Lecture 7: Virology (HPV Focus) Flashcards
What type of virus is HPV, and what is its genome structure?
HPV is a non-enveloped, icosahedral double-stranded DNA virus (~8kbp). It infects squamous epithelial cells and has 200+ genotypes, with ~40 sexually transmitted.
Compare high-risk and low-risk HPV types.

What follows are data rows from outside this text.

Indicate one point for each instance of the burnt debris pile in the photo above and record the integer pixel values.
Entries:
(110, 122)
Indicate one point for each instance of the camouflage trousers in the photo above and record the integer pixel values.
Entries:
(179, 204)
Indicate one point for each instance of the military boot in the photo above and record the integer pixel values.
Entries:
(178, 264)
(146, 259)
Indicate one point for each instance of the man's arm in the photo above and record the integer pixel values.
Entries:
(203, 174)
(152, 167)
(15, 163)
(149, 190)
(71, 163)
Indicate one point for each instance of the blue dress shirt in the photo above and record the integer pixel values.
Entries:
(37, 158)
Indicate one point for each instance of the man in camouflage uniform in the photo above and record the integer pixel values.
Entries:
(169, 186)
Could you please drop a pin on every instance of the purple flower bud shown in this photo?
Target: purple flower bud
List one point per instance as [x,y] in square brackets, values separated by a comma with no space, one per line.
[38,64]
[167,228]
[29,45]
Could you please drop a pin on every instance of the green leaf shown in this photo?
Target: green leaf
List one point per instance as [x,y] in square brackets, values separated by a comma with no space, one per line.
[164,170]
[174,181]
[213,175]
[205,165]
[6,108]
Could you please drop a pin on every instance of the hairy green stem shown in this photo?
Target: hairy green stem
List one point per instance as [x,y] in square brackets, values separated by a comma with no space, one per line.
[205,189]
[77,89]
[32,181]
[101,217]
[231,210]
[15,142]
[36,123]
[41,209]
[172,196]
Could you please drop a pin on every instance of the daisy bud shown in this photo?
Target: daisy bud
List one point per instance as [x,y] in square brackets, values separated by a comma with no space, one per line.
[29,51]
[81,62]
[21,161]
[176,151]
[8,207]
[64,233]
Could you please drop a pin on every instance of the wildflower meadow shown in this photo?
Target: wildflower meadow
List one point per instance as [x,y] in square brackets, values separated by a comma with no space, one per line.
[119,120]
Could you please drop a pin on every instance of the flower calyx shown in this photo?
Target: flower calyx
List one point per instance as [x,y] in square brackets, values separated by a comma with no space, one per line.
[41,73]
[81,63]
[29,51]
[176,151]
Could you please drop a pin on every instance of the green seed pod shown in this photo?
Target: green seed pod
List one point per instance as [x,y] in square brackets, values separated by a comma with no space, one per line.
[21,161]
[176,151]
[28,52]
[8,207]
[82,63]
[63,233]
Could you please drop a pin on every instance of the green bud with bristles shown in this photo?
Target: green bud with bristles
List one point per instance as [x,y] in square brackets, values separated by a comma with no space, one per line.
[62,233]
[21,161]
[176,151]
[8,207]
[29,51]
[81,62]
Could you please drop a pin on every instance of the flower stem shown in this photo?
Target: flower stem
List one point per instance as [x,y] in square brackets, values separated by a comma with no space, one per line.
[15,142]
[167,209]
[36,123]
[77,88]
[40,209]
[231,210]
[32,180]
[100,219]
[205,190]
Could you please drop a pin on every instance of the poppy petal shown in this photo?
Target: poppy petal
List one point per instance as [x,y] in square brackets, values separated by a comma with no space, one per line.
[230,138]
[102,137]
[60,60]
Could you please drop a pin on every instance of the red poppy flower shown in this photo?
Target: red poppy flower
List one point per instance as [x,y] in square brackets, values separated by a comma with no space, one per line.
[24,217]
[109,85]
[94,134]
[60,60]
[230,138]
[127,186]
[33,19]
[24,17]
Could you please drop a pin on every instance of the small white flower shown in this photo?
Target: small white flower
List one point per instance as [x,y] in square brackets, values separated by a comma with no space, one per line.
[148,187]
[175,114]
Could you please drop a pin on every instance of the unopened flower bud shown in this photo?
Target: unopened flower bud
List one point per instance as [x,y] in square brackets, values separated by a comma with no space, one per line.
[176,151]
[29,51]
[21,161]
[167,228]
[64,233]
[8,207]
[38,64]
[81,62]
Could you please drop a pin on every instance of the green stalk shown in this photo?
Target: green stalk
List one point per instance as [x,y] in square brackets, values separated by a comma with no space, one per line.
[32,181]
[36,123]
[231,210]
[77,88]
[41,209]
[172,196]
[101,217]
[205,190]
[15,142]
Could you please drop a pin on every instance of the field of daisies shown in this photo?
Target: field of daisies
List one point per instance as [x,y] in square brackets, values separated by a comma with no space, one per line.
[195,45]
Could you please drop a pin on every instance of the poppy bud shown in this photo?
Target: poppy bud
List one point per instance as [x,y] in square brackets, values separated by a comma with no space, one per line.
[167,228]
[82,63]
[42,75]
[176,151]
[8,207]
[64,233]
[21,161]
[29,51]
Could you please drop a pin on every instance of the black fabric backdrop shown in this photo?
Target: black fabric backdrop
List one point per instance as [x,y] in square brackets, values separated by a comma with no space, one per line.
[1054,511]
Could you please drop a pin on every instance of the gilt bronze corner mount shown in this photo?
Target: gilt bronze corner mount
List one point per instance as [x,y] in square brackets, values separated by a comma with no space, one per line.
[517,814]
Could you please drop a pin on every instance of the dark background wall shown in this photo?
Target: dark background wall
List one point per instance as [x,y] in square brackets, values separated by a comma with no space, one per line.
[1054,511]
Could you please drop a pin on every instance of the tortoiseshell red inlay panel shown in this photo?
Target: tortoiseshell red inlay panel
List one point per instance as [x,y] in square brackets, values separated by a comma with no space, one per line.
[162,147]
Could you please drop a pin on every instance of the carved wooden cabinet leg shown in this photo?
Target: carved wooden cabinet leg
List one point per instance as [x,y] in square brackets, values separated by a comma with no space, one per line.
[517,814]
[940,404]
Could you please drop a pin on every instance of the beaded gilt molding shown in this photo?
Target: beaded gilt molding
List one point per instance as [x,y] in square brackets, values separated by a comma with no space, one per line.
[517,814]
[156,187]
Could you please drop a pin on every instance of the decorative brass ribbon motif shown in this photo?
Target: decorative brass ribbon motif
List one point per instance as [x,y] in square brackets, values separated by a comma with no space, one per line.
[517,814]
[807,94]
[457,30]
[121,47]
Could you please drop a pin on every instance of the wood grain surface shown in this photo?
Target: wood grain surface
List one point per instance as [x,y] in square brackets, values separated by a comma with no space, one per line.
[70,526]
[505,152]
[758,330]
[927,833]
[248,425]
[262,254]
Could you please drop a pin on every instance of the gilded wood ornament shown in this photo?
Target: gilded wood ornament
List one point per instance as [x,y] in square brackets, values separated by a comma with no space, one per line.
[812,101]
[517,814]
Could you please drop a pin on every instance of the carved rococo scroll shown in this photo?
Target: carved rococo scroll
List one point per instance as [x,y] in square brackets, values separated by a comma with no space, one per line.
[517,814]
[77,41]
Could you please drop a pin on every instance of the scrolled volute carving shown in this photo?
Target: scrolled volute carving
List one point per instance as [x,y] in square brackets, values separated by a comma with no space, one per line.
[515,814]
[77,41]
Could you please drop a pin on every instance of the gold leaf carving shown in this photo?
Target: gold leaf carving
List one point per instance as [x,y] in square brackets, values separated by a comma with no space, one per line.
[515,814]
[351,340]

High-risk (e.g., HPV-16/18): Cause cancers (cervical, anal).
Low-risk (e.g., HPV-6/11): Cause benign warts (genital, laryngeal).
Describe key steps in HPV infection.
Attachment: Binds basement membrane via heparin sulfate proteoglycans (HSPGs).
Entry: Endocytosis → uncoating in endosomes → nuclear entry during mitosis.
Replication: E6/E7 oncoproteins drive cell cycle; virions assemble in nucleus.
Release: Shed with dead keratinocytes.
How do E6 and E7 promote cancer?
E6: Degrades p53 (apoptosis blocker).
E7: Binds pRb, releasing E2F to push cell cycle → uncontrolled proliferation.
How does HPV evade the immune system?
Low early protein expression.
Capsid proteins shed quickly from epithelium.
E6/E7 inhibit antigen presentation.
Match HPV types to diseases:
HPV-1/2/4: Plantar warts.
HPV-6/11: Genital/laryngeal warts.
HPV-16/18: Cervical cancer (70% of cases).
How is HPV diagnosed?
Pap smear: Identifies koilocytes (abnormal cells).
PCR/DNA probes: Detect HPV DNA (e.g., HPV-16/18).
Acetic acid test: Turns infected areas white.
Compare HPV vaccines.
Gardasil-9: Protects against 9 types (6/11/16/18/31/33/45/52/58).
Cervarix (discontinued): Targeted HPV-16/18.
Best efficacy: Pre-sexual activity (ages 9–13).
Why does HPV cause cervical cancer?
Viral DNA integrates into host genome → E6/E7 overexpression → p53/pRb inactivation → genomic instability → carcinoma.
How are HPV-related warts/cancers treated?
Warts: Imiquimod (immune booster), cryotherapy, surgery.
Cancer: Surgical removal (e.g., LEEP for cervical lesions).